Well-being Conversations

Well-being Conversations (Sia et al., 2021) are a collection of well-being related conversation logs from a rule-based chatbot used by twenty-ﬁve Grade 12 students aged 17-18. Conversations aimed to promote healthy lifestyle and well-being that can help prevent further illness and distress can be found. By training the generative model with this type of conversations, it is expected to learn giving out helpful advice regarding well-being.

PERMA Lexica

PERMA Lexica (Schwartz et al., 2016) is composed of lexicons which can be used to predict well-being through the PERMA scales. Each lexicon has a respective category and weight. Categories are POS P, POS E, POS R, POS M, POS A, NEG P, NEG E, NEG R, NEG M, and NEG A for the positive and negative of all ﬁve categories of the PERMA model. Weight is the score of the word in the category which ranges from negative 0.3 to positive 0.7 as shown in Table 4.1.

Table 4.1: PERMA Lexica minimum and maximum scores per Category Minimum Score Maximum Score Mean

POS P -0.36639 0.76549 0.04172

POS E -0.30074 0.34065 0.03234

POS R -0.28884 0.78376 0.03824

POS M -0.16748 0.77167 0.02517

POS A -0.19784 0.55031 0.03990

NEG P -0.32731 0.70697 0.04705

NEG E -0.15230 0.84017 0.04354

NEG R -0.28648 0.62033 0.04045

NEG M -0.14987 0.31674 0.03416

NEG A -0.15369 0.24760 0.03426

(10)

4.3.3 PERMA Module

The PERMA module is responsible for computing the well-being score of the user. To compute the well-being score, PERMA Lexica (Schwartz et al., 2016) is used which contains a collection of words and its score in each PERMA category.

Butler and Kern also provided a table to interpret these scores. These clusters are re-named after the Mental Health Continuum phases for easier understanding of the users.

Table 4.2: PERMA Proﬁler Score Interpreter (Butler and Kern, 2016) Cluster Well-being Score Negative Emotion Score

Very High Functioning 9 and above 0 to 1

High Functioning 8 8.9 1.1 to 3

Normal Functioning 6.5 to 7.9 3 to 5

Sub-optimal Functioning 5 to 6.4 5.1 to 6.5

Languishing Functioning Below 5 Above 6.5

4.4 Physical Environment and Resources

The VHope system requires the following resources for development:

• Python

• Python Flask

• MySQL

• HuggingFace Transformers

To ﬁne-tune the models, re-training is required and will consume a lot of resources. CCS Cloud’s current Alpha Testing provided the researcher a JupyterHub with 2x NVIDIA Tesla V100 GPUs at 32GB each.

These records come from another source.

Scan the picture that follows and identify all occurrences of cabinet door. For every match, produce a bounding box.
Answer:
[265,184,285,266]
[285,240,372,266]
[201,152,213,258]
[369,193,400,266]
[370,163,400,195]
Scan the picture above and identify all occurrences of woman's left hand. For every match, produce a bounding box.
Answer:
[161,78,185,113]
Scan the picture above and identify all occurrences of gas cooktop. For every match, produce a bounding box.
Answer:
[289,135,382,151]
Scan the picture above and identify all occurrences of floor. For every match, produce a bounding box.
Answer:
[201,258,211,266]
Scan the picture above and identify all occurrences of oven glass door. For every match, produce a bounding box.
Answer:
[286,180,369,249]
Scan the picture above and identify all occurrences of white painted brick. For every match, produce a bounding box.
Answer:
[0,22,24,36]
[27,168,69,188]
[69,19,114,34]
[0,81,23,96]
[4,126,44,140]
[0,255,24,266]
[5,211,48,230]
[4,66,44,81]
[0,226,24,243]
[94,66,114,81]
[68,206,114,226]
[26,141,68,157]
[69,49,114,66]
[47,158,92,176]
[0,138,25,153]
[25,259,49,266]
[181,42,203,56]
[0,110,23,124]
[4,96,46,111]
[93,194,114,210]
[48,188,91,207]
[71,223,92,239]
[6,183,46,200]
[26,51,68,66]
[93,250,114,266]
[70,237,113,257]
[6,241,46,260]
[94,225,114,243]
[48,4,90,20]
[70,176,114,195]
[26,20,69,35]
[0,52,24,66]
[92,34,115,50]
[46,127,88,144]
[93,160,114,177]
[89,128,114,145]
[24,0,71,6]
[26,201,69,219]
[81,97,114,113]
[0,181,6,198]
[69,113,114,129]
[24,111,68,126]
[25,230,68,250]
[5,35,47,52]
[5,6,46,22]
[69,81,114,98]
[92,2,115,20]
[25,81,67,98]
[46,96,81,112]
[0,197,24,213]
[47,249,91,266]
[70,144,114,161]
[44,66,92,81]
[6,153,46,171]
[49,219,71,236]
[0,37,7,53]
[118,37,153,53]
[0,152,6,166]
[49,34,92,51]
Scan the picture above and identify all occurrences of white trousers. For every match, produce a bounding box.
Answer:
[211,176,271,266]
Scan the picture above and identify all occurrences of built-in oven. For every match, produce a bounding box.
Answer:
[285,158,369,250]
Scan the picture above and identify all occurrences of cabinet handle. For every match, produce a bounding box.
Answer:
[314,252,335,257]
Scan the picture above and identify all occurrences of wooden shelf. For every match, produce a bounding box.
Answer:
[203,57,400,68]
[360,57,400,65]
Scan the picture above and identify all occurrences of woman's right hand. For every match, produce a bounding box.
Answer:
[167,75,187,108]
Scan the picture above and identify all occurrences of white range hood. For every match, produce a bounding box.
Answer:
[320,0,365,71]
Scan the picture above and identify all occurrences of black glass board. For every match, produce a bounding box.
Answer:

To make the web page available for access, a server machine is needed. CCS Cloud also provided an environment conﬁgured in Ubuntu 18.04 with 4GB RAM and 32 GB storage since neural models are big in size.

The minimum requirement for accessing the web page is any updated browser installed in phone, tablet, or laptop and a stable internet connection.

(11)

Figure 4.5: CCS Cloud JupyterHub Interface

Figure 4.6: CCS Cloud allocated resources

4.4.1 Tools

ConceptNet

Pre-existing retrieval-based models, EREN and MHBot, used ConceptNet to provide commonsense knowledge to their models. ConceptNet is a large semantic net- work which contains a variety of concepts extracted from other diﬀerent sources such as Open Mind Common Sense, Wordnet, DBPedia, UMBEL, Wiktionary, and Verbosity.

(12)

Spacy

Spacy is an open-source library written in Python and Cython languages used for Natural Language Processing tasks such as tokenization, part-of-speech tagging, dependency parsing, and named entity recognition. This tool helped the retrieval- based model to understand the input and extract usedul information.

HuggingFace Transformers

For the generative-based model, HuggingFace Transformers is used. This provides a variety of pre-trained models used in many cases which includes conversational modelling. DialoGPT, a large open-source neural conversational model, uses transformers and is readily available from the HuggingFace repository.